Agnelli was born May 3, 1959, in São Paulo, Brazil, hailing from a lower-middle-class family of Italian origin (unrelated to the Agnellis who founded and ran Fiat) and in 1981 graduated with a degree in economics from Fundação Armando Alvares Penteado (commonly referred to as FAAP).

He was married to Andréia and they had two children, daughter Ana Carolina and son João.

==Business career==

From 1981 to 1997, Agnelli held various positions at Banco Bradesco and became its executive director in 1998, the position he held until his leaving the bank in 2000.

In 2000–2001, Agnelli was the president and CEO of the Brazilian holding company Bradespar that was founded by Banco Bradesco in order to allow the bank to spin off some of its industrial investments.

Also in 2000–2001, Agnelli was the chairman of the board of directors Vale SA, where, in 2001, he was named its president and CEO, the position he held until his ouster in 2011.

From 2012 to his 2016 death, Agnelli was the founding partner and CEO of the private Brazilian holding group AGN Holding.

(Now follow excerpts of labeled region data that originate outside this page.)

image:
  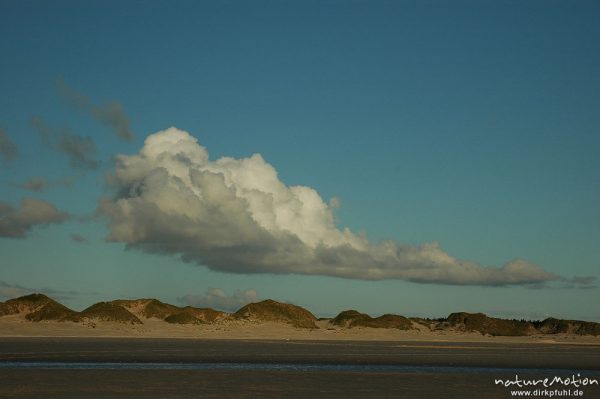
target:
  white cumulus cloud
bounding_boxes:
[99,127,563,285]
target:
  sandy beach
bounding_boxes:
[0,338,600,398]
[0,315,600,345]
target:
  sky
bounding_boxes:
[0,0,600,321]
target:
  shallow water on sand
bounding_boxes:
[0,361,599,377]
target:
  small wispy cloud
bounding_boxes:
[0,198,68,238]
[18,177,48,193]
[31,116,100,170]
[177,288,259,312]
[0,280,84,300]
[71,233,89,244]
[56,76,135,141]
[0,127,18,161]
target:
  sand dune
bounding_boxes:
[0,294,600,344]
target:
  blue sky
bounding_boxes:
[0,1,600,321]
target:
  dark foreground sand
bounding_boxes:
[0,338,600,398]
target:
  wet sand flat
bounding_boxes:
[0,338,600,398]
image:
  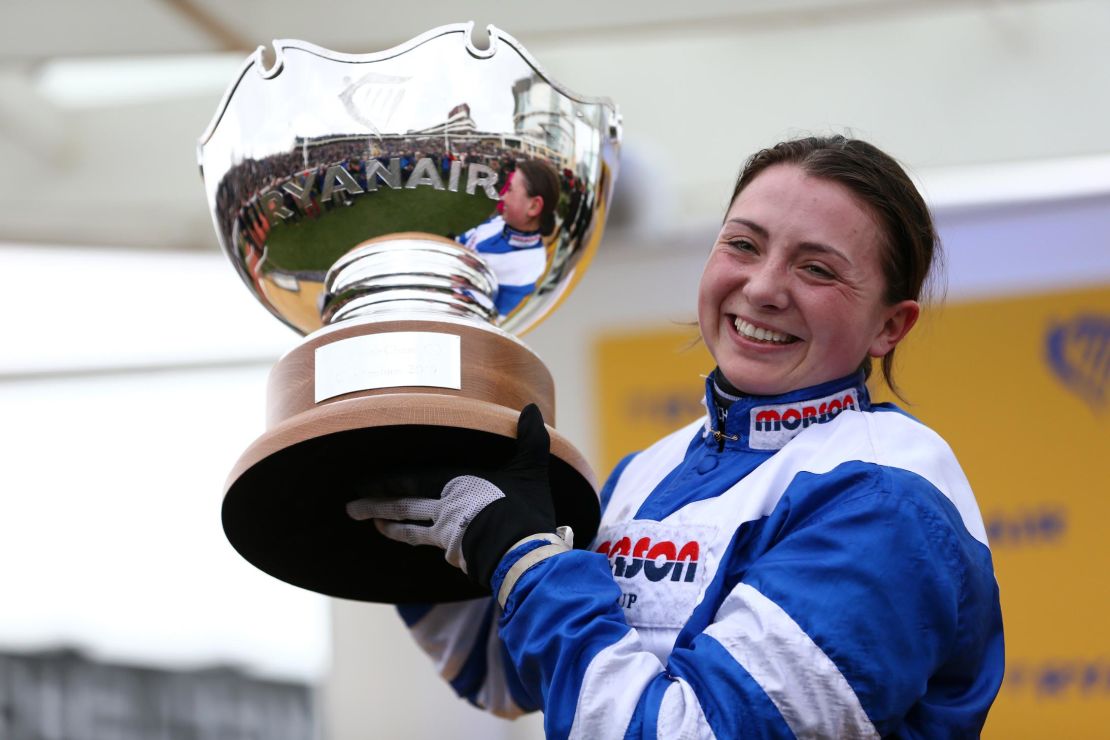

==Ouster from Vale amid clashes with Brazilian government==

In March 2011, while Agnelli was president and CEO of Vale SA, it was reported that this Brazilian mining giant was considering taking a 9% stake in the controversial Belo Monte Dam hydroelectric project, also known as the Amazon dam project.

Barely two weeks after this announcement, Agnelli was voted out of office at the request of Brazil's government and replaced as CEO by long-time Vale SA executive Murilo Ferreira, who was more friendly to the ruling Workers Party and described as being an acquaintance of Brazilian president Dilma Rousseff.

Agnelli had previously clashed with former Brazilian president Luiz Inácio Lula da Silva after his firing of 2,000 workers during the 2008 financial crisis, and had, also, accused members of Lula's Workers Party of trying to install loyalists at Vale SA and seek a bigger say in key decisions.

==Death==
Agnelli, along with his wife and two children, were among seven killed when their Comp Air 9 plane crashed into two homes on March 19, 2016, minutes after taking off from Campo de Marte Airport in northern São Paulo while traveling to a wedding in Rio de Janeiro.